Still inside all day. Nothin’ to do but write. So here I am. Mummy is makin’ supper. Some sort of stew with that cattle meat. Max sent me a letter today. His da is worried we might run out of cattle before winter is all done. His da is one of the main cattle keepers in town. I think he is worried every winter so Max says don’t worry. Except there was somethin’ weird. In Max’s letter he says somethin’ is wrong with one of the cows. It is swellin’ or somethin’ in its legs. I don’t know what that’s about. Supper is ready!
Letters from Max aren’t comin’ as much as they have been before. Da isn’t leaving the house as much either. Julia has been quiet for a few days now too. Mummy has put sheets over the windows, and the house is dark mostly. She’s also mixin’ some gross stuff now. No more meat for awhile she says. All we got is some bread and vegetable broth. It’s rather yucky.

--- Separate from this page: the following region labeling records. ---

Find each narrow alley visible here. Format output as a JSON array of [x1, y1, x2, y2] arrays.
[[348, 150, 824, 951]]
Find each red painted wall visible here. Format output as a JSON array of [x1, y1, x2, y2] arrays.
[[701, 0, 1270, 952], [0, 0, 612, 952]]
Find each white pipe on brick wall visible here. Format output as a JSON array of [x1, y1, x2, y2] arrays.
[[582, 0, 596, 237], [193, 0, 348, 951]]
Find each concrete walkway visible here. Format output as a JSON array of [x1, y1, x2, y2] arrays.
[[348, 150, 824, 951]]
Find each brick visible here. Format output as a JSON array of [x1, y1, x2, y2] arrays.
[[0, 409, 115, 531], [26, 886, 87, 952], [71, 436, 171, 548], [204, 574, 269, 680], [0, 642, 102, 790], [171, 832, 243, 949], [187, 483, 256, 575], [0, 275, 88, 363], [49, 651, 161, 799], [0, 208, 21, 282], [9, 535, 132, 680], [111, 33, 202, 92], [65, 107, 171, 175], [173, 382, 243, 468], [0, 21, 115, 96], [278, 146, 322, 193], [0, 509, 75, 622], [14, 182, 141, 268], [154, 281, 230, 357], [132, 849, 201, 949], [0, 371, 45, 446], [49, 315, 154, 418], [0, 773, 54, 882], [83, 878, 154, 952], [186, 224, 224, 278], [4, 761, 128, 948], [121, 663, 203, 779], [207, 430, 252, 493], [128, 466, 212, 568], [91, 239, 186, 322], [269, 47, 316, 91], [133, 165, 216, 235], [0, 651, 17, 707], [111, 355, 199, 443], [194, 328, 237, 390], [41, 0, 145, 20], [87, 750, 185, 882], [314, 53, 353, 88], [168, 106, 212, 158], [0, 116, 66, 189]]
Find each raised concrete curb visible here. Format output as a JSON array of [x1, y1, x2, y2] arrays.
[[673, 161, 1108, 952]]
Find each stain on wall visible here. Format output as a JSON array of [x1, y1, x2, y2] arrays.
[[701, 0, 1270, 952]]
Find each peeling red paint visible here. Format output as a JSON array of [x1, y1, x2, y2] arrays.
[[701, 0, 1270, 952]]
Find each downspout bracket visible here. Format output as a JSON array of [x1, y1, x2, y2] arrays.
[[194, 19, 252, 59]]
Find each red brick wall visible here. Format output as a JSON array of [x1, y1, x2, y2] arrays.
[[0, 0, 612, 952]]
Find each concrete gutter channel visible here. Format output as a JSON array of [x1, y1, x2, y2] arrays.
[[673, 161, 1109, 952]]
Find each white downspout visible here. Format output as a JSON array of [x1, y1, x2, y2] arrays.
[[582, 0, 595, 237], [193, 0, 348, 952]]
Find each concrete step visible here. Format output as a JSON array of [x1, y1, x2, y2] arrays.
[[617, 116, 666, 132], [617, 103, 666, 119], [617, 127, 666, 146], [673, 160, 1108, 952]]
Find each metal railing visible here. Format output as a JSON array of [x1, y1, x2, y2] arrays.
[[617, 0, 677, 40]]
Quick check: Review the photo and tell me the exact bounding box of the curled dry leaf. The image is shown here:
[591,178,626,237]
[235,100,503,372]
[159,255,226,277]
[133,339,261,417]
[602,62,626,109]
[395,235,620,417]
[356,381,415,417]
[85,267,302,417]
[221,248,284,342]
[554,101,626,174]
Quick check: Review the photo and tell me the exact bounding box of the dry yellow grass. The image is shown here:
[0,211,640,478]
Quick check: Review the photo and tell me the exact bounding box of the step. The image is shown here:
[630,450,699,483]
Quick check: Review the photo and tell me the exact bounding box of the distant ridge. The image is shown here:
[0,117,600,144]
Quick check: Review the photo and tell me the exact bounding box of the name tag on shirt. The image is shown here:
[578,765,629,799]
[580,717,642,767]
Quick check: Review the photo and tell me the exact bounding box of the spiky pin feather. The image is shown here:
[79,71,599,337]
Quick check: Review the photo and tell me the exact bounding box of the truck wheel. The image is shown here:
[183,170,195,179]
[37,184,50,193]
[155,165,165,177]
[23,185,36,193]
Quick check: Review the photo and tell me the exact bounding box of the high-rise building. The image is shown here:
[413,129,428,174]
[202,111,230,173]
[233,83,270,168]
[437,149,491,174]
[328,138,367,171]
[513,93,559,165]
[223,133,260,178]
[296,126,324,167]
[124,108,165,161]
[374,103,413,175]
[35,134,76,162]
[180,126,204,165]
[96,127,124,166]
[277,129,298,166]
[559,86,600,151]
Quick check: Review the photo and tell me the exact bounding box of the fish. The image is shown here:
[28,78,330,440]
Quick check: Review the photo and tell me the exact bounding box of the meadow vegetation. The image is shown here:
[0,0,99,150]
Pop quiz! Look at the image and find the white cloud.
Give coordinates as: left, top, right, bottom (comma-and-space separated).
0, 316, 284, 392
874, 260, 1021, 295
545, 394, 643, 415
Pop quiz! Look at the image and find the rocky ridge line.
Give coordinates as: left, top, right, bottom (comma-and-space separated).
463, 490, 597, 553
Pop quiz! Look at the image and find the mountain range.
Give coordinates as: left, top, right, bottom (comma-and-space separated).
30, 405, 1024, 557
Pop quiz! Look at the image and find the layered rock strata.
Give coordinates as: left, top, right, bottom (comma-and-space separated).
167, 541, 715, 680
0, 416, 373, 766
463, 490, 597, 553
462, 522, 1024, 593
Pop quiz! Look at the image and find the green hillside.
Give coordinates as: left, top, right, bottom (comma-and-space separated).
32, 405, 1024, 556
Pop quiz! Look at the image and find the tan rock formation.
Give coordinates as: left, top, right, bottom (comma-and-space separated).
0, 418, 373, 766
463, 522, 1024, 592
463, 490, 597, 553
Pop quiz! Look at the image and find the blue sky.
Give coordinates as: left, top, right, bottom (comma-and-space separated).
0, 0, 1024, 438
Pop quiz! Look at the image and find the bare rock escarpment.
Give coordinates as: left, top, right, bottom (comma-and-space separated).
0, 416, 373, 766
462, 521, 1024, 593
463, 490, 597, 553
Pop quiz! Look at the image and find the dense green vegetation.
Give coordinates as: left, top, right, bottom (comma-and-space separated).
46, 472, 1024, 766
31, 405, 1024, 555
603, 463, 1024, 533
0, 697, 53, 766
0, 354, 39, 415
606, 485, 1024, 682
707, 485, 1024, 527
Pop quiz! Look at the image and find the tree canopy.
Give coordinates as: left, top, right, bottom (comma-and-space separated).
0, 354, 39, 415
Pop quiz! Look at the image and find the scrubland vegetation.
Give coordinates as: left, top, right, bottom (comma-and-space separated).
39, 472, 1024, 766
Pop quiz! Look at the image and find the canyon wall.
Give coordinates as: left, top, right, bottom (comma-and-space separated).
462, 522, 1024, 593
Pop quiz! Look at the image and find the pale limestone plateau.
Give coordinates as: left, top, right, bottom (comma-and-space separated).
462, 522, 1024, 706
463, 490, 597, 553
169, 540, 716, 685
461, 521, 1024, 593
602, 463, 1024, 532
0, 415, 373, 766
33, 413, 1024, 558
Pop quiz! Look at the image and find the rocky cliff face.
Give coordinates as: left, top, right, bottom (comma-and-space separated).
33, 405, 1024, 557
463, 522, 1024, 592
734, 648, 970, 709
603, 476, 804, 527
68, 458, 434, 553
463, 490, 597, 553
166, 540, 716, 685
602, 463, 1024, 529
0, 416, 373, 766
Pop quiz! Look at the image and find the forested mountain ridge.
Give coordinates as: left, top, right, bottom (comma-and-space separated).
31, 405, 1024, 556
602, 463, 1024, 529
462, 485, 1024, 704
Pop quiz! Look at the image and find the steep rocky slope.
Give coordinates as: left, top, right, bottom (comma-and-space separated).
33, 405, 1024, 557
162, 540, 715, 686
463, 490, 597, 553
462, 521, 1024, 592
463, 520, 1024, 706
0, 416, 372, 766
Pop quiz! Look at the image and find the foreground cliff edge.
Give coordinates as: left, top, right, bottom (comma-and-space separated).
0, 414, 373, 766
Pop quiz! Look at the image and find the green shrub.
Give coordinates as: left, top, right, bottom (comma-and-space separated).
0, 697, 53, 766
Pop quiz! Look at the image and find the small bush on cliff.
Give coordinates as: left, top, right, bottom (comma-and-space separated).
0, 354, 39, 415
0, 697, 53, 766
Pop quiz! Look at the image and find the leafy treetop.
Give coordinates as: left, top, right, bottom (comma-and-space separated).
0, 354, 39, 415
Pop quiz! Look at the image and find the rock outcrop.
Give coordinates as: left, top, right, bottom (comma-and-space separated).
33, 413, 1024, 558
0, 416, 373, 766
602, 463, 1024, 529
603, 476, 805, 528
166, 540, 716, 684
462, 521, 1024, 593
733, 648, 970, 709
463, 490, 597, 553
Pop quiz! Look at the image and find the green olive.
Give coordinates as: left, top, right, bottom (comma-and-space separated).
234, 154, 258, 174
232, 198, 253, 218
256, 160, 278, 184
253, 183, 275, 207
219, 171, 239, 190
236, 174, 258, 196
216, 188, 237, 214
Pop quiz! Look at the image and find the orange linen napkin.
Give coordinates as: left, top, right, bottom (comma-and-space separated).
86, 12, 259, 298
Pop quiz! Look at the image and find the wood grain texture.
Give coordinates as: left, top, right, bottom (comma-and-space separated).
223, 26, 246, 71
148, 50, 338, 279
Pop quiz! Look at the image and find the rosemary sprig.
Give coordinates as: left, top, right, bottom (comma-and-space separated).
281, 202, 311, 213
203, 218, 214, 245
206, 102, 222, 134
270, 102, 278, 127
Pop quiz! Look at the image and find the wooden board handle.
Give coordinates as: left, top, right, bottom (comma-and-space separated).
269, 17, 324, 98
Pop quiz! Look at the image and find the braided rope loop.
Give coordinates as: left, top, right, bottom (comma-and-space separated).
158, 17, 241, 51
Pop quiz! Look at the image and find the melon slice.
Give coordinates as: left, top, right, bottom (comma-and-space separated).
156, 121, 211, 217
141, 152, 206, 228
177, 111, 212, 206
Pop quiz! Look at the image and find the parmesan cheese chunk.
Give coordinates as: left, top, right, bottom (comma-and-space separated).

Da is in his room with mummy now. I thought mummy was cryin’. My brother and I aren’t allowed to see da neither. I think somethin’ is wrong.
I haven’t seen da in days. I looked outside today and it was so quiet. I could barely see the cows in the fields with the fog everywhere. But if I squinted a bit I could see somethin’, but it was no cow. It looked like a rock. Mummy came to make us food today, like everyday, and she handed brother and I bowls. Her fingers were really puffy and big and she wore a blanket over her head like a nun lady. I thought maybe she was cold. But then she looked at me and her eyes were all red. I screamed and spilled some of my food on my dress. Mummy started to cry and she went back to her room with da. It was really strange.
I haven’t hugged my mummy or my da in weeks. I missed them. Brother and I were told to stay in our room until told otherwise, but I was sad and scared. So I waited until my brother fell asleep and snuck to see them. I tiptoed to their door and creaked it open. I saw mummy and da in their bed under the covers. I called them but they didn’t answer. I stood there for awhile and called them several times again. Suddenly the sheets started to move. Mummy was rollin’ over. The covers fell down from her head and it revealed somethin’ from a nightmare. Her face was covered in white lookin’ rocks and one of her eyes was completely gone. I was in terror but I didn’t scream. I was frozen in a cold stare with a sad lookin’ face that resembled my mummy. I asked her why she was dressed up all scary and went to give her a hug. She couldn’t move her arms barely at all. After huggin’ her and da she began to cry. I didn’t know what for.
The AftermathThe death began in the cattle, and it is believed that it spread to the town folk through consumption of the cattle meats. The dead were buried for the most part, and others burned in the rubble and ashes of their partially burnt homes. The town was forgotten not long after the Great Death took the lives of those to remember it. The town still lies in its place with only the graves and rubble to keep its memory in the thoughts of whoever happens to pass it.